Consider the following scenarios.

let mut map = HashMap::new();
map.insert(2,5);    
thread::scope(|s|{
    s.spawn(|_|{
        map.insert(1,5);
    });
    s.spawn(|_|{
        let d = map.get(&2).unwrap();
    });
}).unwrap();

This code cannot be compiled because we borrow the variable map mutably in h1 and borrow again in h2. The classical solution is wrapping map by Arc<Mutex<...>>. But in the above code, we don't need to lock whole hashmap. Because, although two threads concurrently access to same hashmap, they access completely different region of it.

So I want to share map through thread without using lock, but how can I acquire it? I'm also open to use unsafe rust...


Solution

  • in the above code, we don't need to lock whole hashmap

    Actually, we do.

    Every insert into the HashMap may possibly trigger its reallocation, if the map is at that point on its capacity. Now, imagine the following sequence of events:

    • Second thread calls get and retrieves reference to the value (at runtime it'll be just an address).
    • First thread calls insert.
    • Map gets reallocated, the old chunk of memory is now invalid.
    • Second thread dereferences the previously-retrieved reference - boom, we get UB!

    So, if you need to insert something in the map concurrently, you have to synchronize that somehow.
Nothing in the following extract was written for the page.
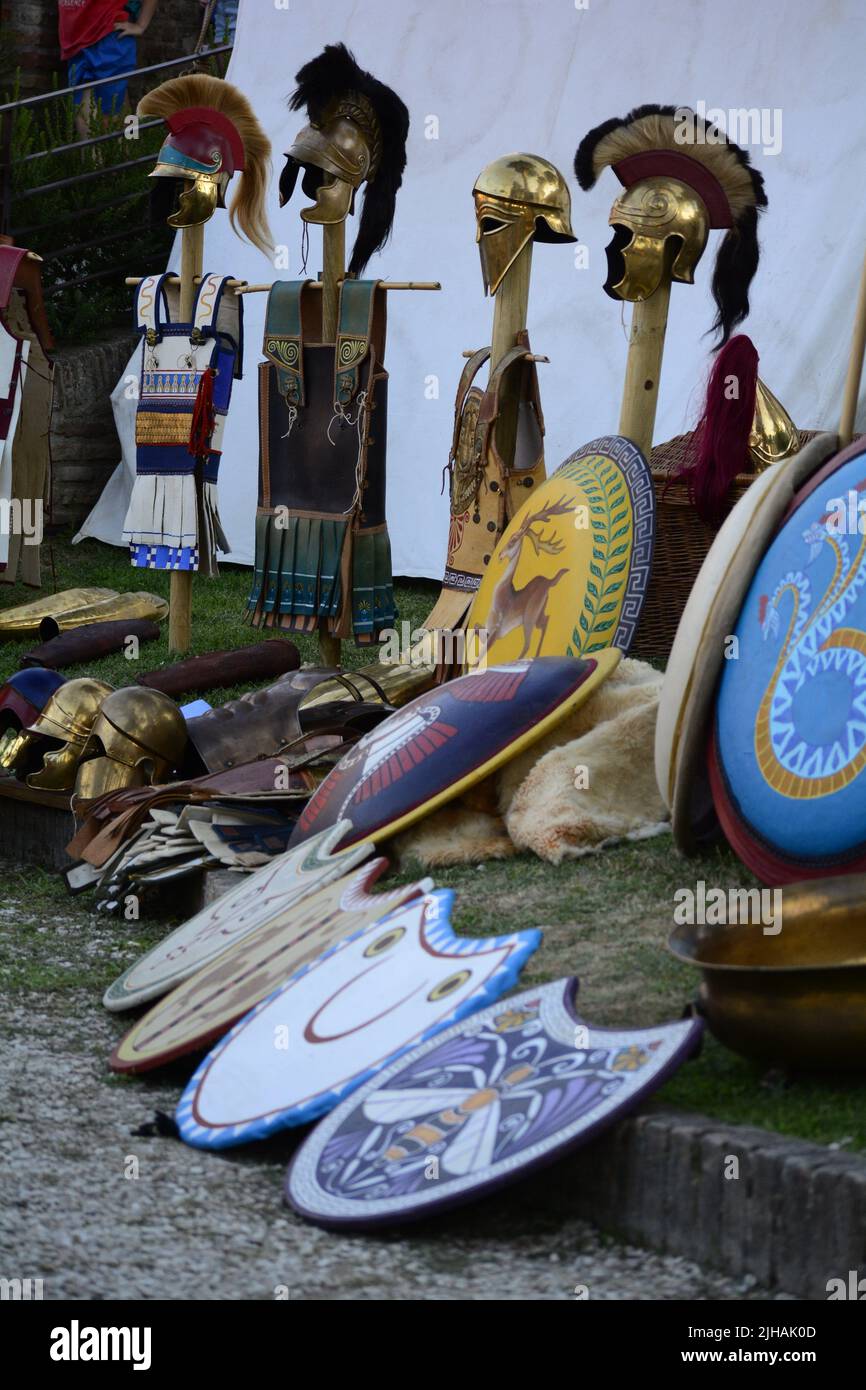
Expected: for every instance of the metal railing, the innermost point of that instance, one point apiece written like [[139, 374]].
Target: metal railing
[[11, 199]]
    For the standard HashMap, the only way to do this is to lock the whole map, since the reallocation invalidates every element. If you used something like DashMap, which synchronizes access internally and therefore allows inserting through shared reference, this would require no locking from your side - but can be more cumbersome in other parts of API (e.g. you can't return a reference to the value inside the map - get method returns RAII wrapper, which is used for synchronization), and you can run into unexpected deadlocks.